The coming year is filled with challenges for Mayor Judith Flanagan-Kennedy and for the city council. It will be a year when even the easiest things seem a bit more difficult and when the difficult things appear overwhelming. Getting through the past four years without the house falling down has been an extraordinary task.

Yet the city has remained stable.

What the city badly needs in the coming year is a half dozen or so new developments to be gotten underway in the planning stages.

Lynn has plenty of open space, underutilized building complexes and in all, there is the potential to lure developers here, the way Boston and Chelsea have been able to draw new development.

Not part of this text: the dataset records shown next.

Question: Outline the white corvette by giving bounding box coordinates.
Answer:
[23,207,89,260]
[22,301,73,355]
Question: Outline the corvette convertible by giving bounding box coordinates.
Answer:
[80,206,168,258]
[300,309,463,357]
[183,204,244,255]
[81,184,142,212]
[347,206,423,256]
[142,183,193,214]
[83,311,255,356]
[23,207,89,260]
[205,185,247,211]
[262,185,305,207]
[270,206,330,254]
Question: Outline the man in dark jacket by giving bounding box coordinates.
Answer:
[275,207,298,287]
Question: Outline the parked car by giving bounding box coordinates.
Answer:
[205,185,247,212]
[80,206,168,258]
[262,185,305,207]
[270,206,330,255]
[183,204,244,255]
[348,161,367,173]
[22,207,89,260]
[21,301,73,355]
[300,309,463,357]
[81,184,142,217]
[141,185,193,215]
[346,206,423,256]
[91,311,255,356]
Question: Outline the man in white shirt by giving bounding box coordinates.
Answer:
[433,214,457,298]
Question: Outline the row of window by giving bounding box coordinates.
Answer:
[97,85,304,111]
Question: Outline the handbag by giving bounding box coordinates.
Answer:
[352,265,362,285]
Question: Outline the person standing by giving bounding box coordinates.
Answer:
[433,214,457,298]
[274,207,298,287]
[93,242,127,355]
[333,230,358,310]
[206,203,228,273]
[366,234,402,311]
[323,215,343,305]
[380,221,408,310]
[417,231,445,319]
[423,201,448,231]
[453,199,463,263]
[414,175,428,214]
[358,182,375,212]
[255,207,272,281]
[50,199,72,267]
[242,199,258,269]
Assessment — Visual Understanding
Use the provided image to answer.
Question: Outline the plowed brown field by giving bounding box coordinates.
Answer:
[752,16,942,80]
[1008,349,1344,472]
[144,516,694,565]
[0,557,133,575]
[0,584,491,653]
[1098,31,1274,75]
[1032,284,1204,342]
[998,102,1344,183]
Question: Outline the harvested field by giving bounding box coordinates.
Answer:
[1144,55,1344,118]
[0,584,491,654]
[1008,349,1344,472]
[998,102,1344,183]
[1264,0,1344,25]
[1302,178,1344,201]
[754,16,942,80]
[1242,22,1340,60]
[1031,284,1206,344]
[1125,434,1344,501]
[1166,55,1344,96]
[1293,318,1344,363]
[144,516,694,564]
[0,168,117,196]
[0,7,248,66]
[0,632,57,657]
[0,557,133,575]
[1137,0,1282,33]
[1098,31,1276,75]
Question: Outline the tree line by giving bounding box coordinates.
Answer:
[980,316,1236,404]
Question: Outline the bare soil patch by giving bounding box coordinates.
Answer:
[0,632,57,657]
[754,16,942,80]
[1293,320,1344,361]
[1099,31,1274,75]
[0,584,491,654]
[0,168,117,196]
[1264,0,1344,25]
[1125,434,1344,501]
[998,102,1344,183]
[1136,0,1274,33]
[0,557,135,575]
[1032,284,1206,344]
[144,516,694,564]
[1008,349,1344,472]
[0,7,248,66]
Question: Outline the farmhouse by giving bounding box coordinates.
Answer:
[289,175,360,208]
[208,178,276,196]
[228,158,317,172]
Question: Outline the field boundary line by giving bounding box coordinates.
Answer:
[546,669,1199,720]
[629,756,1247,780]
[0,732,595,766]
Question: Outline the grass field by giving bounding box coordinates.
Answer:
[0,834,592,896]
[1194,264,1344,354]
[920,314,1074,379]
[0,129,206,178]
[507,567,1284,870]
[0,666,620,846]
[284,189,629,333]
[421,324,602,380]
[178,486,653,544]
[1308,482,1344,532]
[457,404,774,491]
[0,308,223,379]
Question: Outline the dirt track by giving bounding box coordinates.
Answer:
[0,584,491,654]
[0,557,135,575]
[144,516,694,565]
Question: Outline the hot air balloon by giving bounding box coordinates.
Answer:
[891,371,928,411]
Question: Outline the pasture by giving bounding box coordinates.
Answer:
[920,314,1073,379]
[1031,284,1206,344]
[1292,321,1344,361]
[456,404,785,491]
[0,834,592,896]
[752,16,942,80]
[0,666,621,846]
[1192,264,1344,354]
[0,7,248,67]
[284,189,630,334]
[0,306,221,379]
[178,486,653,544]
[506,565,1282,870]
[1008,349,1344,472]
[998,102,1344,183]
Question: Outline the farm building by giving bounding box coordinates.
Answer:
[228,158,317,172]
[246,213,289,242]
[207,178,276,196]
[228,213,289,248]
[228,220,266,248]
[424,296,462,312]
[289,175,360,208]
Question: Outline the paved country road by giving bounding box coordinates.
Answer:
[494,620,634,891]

Lynn is way too slow in this department. It is slow in this department because the city has not yet shaken itself out of the General Electric doldrums. GE remains a vital force force here but it slowly but surely disappearing. Also, there are significant GE open tracts of land that something, anything could be done with.

Lynn has a solid infrastructure, a great road system, and an honest and streamlined city hall.

What Lynn lacks is the vision and the reaching out efforts that other municipalities have to attract new development.

In Chelsea – but five miles from our downtown – the FBI is building its new Northeast headquarters – a 200,000 square foot giant, which will house 500 employees. The Marriott Corporation is building a new 200-room hotel and the Marketbasket is developing its version of the Shaw’s mall. Those three alone count for approximately $200 million in new construction, thousands of jobs, more people working in the community and huge building permit fees and ultimately, new revenue streams coming into the city treasury from year to year forever.

What do we have going in Lynn? Not much – not even much talk. Not even a valid idea with outside developers nibbling on bait placed on a hook where the city has gone fishing.

The city doesn’t even have a fishing rod.

Without new major development here, we are facing a sure but slow decline in tax revenues, jobs and frankly, the city loses the key to its future.

The mayor and the mayor alone needs to be the catalyst for growth here. There are people working at city hall who know what development is all about. Jim Cowdell is one of those people. But he can’t do things on his own.

Lynn has great potential. It has had great potential all our lives but has never lived up to the potential.

The time is now for the city to get its development act going. Interest rates are incredibly low. GE’s days are numbered. They’re not going to close down this year and maybe not next but the company will ultimately be forced to close the facility.

The city needs leadership to gain important development.

The city needs a plan. Then it needs to carry out the plan.

Anything else is paying lip service to nothing.